Practical Application for Nature Conservation

This chapter dealt with the application of UAV-borne consumer grade cameras for discriminating savannah tree species and has several important messages for practical applications in nature conservation. Firstly, the delta-wing UAV that we employed, the eBee system (SenseFly 2015), is capable of capturing an area of 1 km2 during a single flight when the desired resolution is a 5 cm pixel size or greater. Smaller pixel sizes, e.g. 2 cm, can only be achieved in several flights (four to five). However, this this also doubles the disk space required for storing the imagery. Affordable quadcopter systems cannot usually cover 1 km2 in a single flight. Secondly, we showed that tree species discrimination based solely on RGB + Canopy Height is possible, suggesting that a second flight with a NIR camera is potentially unnecessary. However, we need more studies comparing RGB based spectral indices to NIR based spectral indices in order to see whether RGB can replace NIR indices in the future.
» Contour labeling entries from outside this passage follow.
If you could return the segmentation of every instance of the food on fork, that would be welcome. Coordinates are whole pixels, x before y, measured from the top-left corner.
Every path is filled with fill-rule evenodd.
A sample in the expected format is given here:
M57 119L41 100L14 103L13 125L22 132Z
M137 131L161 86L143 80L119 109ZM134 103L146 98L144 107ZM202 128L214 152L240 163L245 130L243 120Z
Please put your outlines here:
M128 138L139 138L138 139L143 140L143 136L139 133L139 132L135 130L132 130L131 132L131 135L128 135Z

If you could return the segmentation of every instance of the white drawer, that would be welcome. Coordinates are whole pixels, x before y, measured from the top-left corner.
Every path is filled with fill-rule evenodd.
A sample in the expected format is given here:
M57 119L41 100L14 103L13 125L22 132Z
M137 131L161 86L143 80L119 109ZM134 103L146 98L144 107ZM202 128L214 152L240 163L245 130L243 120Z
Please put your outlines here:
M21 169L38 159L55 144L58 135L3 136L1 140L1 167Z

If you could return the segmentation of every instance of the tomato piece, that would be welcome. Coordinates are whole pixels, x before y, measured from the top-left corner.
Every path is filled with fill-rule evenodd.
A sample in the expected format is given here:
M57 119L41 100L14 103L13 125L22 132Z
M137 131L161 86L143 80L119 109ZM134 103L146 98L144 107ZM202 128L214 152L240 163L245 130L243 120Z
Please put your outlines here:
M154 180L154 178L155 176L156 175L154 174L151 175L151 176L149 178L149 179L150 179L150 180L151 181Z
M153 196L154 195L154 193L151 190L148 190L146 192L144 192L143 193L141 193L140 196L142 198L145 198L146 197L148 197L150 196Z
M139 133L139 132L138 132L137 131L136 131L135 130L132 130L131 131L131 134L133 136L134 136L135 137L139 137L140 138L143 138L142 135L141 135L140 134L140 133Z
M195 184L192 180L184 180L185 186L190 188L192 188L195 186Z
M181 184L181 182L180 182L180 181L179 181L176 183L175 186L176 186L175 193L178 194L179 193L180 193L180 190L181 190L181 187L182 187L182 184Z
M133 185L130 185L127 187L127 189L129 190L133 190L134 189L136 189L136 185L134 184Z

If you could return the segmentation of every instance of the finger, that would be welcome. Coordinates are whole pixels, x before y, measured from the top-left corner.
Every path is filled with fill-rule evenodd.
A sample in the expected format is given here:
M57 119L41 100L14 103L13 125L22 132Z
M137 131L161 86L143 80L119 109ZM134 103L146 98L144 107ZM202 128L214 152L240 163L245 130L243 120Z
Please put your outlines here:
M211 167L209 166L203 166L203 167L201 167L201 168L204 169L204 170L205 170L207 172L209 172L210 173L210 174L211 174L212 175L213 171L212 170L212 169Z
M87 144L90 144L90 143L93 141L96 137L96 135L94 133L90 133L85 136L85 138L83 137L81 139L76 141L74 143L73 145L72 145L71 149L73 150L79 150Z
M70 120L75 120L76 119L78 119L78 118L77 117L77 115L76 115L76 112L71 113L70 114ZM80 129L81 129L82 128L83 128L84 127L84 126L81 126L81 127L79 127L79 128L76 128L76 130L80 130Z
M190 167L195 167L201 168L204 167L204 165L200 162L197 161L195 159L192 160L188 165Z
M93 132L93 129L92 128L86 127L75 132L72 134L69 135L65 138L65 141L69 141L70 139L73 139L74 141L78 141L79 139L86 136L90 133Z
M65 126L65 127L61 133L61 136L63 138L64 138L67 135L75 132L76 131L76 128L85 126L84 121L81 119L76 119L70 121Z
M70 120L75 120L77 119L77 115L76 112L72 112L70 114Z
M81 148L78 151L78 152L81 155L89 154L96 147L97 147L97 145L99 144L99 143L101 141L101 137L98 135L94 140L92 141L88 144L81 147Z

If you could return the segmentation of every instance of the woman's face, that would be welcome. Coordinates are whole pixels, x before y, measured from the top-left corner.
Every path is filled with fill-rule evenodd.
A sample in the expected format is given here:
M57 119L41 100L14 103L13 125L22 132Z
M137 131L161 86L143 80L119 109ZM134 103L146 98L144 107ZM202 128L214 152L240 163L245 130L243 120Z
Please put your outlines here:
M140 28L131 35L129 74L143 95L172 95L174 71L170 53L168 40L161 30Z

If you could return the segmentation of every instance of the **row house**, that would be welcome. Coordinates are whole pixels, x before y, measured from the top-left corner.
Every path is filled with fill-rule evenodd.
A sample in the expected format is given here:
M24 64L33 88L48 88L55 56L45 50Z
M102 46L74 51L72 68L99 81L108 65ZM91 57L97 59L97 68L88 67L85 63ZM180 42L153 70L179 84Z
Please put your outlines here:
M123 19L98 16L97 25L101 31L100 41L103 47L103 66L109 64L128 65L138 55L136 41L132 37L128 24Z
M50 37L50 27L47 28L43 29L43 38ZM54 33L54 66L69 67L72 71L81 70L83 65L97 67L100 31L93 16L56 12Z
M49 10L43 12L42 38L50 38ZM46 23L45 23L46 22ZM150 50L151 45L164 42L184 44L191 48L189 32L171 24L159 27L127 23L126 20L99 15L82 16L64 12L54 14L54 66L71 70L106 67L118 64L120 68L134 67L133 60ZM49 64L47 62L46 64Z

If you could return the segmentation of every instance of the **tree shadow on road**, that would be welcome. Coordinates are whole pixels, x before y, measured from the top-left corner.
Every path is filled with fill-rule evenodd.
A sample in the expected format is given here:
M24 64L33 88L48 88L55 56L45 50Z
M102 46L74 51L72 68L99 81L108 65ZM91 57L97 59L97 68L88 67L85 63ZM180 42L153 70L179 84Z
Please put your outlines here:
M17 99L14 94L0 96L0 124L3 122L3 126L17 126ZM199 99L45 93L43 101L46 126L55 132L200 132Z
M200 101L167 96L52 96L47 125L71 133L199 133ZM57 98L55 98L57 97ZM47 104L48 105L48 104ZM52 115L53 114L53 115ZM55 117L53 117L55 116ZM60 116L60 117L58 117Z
Finally, we found that ground truthing should take the abundance or frequency of the species into consideration. We suggest using a minimum of 50 individuals per species for training purposes in order to be successfully mapped. Species from the same genus, e.g. the different Acacia species in our study, often share similar spectral properties and thus are very difficult to distinguish. One alternative is to map these at the genus level, if it is not the users demand to produce species specific map. In conclusion, we have shown that using UAVs to map the individual stems of tree species could be a cheap and very flexible tool for nature conservation in the near future.